MAKASSAR – Baru-baru ini, jagat publik menjadi ramai disebabkan viralnya sebuah video. Trending di berbagai media sosial, video tersebut menampilkan seorang mahasiswa baru yang mengidentifikasi diri sebagai gender netral pada acara penerimaan mahasiswa baru Fakultas Hukum Universitas Hasanuddin.
Akibatnya, pimpinan kampus kemudian mengusir mahasiswa tersebut dari lokasi kegiatan. Sontak hal tersebut menuai perdebatan dan polemik di kalangan masyarakat umum. Ada yang mengkritik perilaku mahasiswa tersebut dan sebaliknya ada pula yang mengkritik sikap dosen yang dianggap mendiskriminasi.
Asrullah, Ketua Umum PP Lidmi sangat menyayangkan sikap amoral dari mahasiswa tersebut. Menurutnya, “konstitusi benar memberikan jaminan terhadap kebebasan berekspresi dan bersikap, namun kebebasan itu juga tidak boleh melawan norma hukum, norma kesusilaan, norma sopan santun maupun norma agama.
Bahkan secara spesifik jika membaca perdebatan risalah pembentukan konstitusi kita, konstruksi paradigma moral-agama itu sangat kental. Apa yang dilakukan oleh pimpinan kampus tersebut sudah tepat dan sejalan dengan spirit konstitusi serta tujuan pendidikan nasional”.
“Negara kita mengakui bahwa hanya terdapat 2 jenis kelamin. Sehingga pertanyaan dari WD 3 yang merupakan pimpinan kampus itu sudah tepat. Bahkan mengeluarkan anak tersebut adalah bagian pembelajaran agar mahasiswa memahami dengan baik norma dan aturan yang ada,” ucapnya.
Memang dalam diskursus dan kajian sosial, gender telah mengalami pergeseran makna. Pada awalnya gender dimaknai sama dengan jenis kelamin sebagai suatu yang teridentifikasi sejak lahir.

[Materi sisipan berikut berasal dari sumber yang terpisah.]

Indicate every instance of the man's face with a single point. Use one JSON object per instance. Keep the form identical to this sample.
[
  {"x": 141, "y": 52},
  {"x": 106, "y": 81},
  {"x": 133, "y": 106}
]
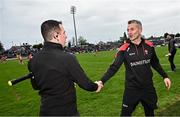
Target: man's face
[
  {"x": 62, "y": 36},
  {"x": 134, "y": 31}
]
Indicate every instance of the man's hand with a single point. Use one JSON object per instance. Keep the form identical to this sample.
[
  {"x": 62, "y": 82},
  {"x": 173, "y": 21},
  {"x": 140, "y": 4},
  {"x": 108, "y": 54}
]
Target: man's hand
[
  {"x": 100, "y": 86},
  {"x": 167, "y": 83}
]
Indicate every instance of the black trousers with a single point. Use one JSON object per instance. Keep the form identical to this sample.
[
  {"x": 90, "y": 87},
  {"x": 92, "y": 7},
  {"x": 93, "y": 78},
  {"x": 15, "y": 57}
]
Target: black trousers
[
  {"x": 132, "y": 97},
  {"x": 171, "y": 60}
]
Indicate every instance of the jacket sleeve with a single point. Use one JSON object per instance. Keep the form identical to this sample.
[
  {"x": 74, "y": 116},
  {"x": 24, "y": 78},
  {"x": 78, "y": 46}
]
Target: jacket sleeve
[
  {"x": 113, "y": 68},
  {"x": 79, "y": 76},
  {"x": 156, "y": 65},
  {"x": 172, "y": 46},
  {"x": 33, "y": 81}
]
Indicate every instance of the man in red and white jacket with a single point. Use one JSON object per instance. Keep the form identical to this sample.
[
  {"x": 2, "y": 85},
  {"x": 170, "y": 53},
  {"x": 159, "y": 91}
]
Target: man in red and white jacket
[{"x": 138, "y": 56}]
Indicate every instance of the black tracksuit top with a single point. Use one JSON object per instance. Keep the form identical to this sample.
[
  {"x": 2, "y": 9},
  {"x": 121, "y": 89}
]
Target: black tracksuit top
[
  {"x": 138, "y": 60},
  {"x": 171, "y": 46},
  {"x": 55, "y": 72}
]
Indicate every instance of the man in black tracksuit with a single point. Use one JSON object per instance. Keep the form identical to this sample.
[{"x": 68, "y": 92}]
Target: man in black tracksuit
[
  {"x": 138, "y": 55},
  {"x": 172, "y": 51},
  {"x": 55, "y": 72}
]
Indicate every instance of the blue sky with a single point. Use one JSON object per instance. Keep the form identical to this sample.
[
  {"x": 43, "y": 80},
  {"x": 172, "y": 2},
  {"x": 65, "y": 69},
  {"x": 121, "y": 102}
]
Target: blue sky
[{"x": 96, "y": 20}]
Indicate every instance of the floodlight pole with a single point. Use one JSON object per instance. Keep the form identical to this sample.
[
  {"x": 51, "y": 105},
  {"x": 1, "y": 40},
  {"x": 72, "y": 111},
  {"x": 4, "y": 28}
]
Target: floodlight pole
[{"x": 73, "y": 10}]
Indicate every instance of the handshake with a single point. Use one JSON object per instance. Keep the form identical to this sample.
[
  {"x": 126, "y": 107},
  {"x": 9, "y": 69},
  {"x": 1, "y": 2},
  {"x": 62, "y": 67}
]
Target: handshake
[
  {"x": 100, "y": 86},
  {"x": 169, "y": 54}
]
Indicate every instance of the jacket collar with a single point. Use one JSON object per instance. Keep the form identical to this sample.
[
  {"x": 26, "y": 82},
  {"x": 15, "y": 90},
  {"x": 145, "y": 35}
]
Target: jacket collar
[{"x": 52, "y": 45}]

Namun, seiring dilakukannya berbagai riset, pendekatan gender kini dimaknai sebagai persoalan konstruk sosial.
Menurut Alumnus Fakultas Hukum Unhas ini, gender sebagai sebuah konstruk sosial tidak seharusnya diterima secara mentah-mentah tanpa adanya nalar kritis. Perlu kiranya kita memahami alur dan histori konstruksi metodologis dari bahasan gender, seks, dan seksualitas itu.
“Jika kita melihat sejarah fenomena dan diskursus gender, seks, dan seksualitas sebagai sebuah wacana maka kita harus melihat genealogi kelahirannya jauh pada abad ke-17 di Prancis. Tesis awal Barat berkaitan dalam melihat gender sangat tendensius diakibatkan isu dan pengalaman sejarah di Barat sendiri yang misogini dan penuh disparitas,” ungkapnya.
Oleh karena itu, problem terbesarnya terletak pada pemahaman dan interpretasi kita terhadap seks, gender, dan seksualitas. Jika hanya dibasiskan pada diskresi personal, maka akan sangat berpotensi meruntuhkan otoritas agama dalam mengkonstruksi gender yang telah ditetapkan.
Lingkar Dakwah Mahasiswa Indonesia, lembaga yang dipimpin Asrullah, menyatakan dengan tegas penolakan terhadap segala jenis unsur LGBTQ+ yang berpotensi merusak moral bangsa. Kampanye LGBT ini pada akhirnya menjadi bumerang bagi terwujudnya insan bangsa intelektual dan beradab yang saat ini berada pada pundak para pemudanya.